The court analogized the IWPCA to other states’ fee-shifting statutes and found the IWPCA’s attorneys’ fees section integral to the statute’s aim of protecting workers from getting stiffed by their employers.  The court then observed that IWPCA’s attorney’s fees provision encouraged non-breaching employees to pursue their rights against employers.  In view of the importance of the IWPCA’s attorneys’ fees provision, the Court ruled that the arbitration clause’s fee-shifting waiver clashed materially with the IWPCA and was substantively unconscionable.
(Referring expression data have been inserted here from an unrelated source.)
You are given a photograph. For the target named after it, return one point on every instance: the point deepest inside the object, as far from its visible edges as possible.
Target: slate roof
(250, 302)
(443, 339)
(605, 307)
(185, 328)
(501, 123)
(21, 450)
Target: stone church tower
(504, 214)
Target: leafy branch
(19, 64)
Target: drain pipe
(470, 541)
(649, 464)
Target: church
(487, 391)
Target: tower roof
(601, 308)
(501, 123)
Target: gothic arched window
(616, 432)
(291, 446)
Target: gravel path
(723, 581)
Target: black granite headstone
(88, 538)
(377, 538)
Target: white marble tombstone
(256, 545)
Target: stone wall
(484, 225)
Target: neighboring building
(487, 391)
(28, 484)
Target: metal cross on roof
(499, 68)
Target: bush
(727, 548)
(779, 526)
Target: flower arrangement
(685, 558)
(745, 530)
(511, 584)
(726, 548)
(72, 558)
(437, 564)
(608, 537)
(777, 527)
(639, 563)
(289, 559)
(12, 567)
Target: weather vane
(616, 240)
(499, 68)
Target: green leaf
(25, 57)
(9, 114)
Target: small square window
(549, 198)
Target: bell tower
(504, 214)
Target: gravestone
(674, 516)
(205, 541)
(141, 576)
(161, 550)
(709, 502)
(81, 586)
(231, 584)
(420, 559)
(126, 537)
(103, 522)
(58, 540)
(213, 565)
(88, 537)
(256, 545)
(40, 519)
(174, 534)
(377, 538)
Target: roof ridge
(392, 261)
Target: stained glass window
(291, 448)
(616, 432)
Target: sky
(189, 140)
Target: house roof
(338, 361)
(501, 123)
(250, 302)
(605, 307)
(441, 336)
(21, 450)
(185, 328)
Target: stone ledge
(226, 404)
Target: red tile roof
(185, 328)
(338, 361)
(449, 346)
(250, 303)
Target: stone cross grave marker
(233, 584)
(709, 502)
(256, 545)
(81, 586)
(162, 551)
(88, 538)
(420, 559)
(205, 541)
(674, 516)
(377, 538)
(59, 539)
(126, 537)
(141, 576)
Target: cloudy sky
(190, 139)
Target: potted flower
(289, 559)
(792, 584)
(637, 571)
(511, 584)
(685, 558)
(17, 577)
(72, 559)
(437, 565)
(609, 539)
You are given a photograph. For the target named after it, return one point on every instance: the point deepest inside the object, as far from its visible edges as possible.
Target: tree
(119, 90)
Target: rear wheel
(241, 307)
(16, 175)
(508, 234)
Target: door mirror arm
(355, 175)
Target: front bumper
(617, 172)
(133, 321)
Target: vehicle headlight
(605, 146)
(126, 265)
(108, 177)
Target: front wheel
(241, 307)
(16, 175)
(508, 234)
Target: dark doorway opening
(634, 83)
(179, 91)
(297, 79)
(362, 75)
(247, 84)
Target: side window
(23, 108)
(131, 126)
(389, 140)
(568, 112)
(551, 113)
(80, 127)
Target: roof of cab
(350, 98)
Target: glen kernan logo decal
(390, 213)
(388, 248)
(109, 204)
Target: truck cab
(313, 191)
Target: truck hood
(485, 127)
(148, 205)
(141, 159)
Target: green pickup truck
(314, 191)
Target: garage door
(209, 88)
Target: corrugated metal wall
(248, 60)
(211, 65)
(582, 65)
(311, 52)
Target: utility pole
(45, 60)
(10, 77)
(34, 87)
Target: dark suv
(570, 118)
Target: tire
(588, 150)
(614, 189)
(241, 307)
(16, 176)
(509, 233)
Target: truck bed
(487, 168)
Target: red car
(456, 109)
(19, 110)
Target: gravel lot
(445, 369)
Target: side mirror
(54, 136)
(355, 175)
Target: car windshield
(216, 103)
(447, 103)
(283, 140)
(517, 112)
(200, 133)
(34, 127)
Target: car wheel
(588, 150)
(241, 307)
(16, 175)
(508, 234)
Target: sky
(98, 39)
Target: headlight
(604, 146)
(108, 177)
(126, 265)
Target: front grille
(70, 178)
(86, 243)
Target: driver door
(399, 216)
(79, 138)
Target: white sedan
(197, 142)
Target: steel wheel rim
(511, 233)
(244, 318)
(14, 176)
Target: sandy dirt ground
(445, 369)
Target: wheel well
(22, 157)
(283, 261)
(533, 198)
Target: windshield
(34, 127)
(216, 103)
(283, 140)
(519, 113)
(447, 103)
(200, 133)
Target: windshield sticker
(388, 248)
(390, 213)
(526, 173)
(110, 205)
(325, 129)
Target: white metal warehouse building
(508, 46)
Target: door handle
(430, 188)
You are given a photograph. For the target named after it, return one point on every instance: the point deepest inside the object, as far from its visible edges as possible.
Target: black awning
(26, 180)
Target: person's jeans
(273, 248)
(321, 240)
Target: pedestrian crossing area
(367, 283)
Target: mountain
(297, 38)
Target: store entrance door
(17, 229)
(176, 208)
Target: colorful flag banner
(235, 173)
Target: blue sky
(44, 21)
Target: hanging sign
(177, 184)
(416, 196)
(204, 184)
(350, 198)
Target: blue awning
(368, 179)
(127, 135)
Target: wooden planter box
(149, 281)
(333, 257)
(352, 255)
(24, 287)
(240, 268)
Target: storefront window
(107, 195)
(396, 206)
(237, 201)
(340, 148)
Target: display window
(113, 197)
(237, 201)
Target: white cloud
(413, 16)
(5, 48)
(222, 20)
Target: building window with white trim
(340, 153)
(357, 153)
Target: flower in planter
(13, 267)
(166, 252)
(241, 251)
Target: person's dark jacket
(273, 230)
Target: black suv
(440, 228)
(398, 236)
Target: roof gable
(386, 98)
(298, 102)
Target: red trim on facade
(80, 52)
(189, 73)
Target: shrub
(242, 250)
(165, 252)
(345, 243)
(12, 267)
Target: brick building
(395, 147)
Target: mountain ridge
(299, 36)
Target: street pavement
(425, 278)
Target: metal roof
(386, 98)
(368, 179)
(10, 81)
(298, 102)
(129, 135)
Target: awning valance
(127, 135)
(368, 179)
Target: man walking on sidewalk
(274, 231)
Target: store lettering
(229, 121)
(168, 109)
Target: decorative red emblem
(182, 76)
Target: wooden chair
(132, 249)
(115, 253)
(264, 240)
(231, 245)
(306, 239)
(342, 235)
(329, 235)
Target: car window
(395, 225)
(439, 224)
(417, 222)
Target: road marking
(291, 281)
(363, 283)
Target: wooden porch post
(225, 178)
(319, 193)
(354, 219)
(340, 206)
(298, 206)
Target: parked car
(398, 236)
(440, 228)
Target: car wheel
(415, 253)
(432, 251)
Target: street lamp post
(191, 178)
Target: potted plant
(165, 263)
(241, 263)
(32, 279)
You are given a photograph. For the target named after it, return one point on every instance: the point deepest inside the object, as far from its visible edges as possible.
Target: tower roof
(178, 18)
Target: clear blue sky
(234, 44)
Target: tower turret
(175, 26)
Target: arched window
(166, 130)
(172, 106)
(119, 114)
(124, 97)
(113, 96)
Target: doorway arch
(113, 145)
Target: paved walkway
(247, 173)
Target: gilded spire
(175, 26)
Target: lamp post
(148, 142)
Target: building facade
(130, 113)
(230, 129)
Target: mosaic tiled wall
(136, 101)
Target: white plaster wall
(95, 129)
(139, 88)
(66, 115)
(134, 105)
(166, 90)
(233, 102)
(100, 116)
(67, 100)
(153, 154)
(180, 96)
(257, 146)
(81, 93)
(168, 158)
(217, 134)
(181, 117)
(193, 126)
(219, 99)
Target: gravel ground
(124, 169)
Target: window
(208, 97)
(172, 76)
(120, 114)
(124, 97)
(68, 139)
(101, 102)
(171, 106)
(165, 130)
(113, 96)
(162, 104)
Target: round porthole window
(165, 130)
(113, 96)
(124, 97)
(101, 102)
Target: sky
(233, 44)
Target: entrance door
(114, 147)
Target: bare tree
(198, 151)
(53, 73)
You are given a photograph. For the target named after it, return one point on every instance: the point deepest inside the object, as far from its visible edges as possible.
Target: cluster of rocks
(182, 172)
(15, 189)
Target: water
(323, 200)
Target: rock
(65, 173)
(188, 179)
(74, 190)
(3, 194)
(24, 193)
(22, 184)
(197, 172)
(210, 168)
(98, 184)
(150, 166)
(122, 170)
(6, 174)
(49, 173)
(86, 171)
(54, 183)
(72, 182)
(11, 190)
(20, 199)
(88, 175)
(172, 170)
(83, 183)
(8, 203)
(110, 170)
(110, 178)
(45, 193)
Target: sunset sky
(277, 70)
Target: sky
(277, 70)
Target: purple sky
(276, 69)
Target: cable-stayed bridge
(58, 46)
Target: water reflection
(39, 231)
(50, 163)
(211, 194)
However, since the arbitration agreement contained a severability clause (i.e. any provisions that were void, could be excised from the arbitration contract), the Court severed the fee-shifting waiver term and enforced the balance of the arbitration agreement.  As a result, plaintiff must still arbitrate against his ex-employer in Texas (and cannot litigate in Illinois).

Afterwords:

This case lies at the confluence of freedom of contract, the strong judicial policy favoring arbitration and when an arbitration clause conflicts with statutory fee-shifting language.  The court nullified the arbitration provision requiring each side to pay its own fees since that term clashed directly with opposing language in the Illinois Wage Payment and Collection Act.  Still, the court enforced the parties’ arbitration agreement – minus the fee provision.

The case also provides a useful synopsis of venue-based motions to dismiss in Federal court.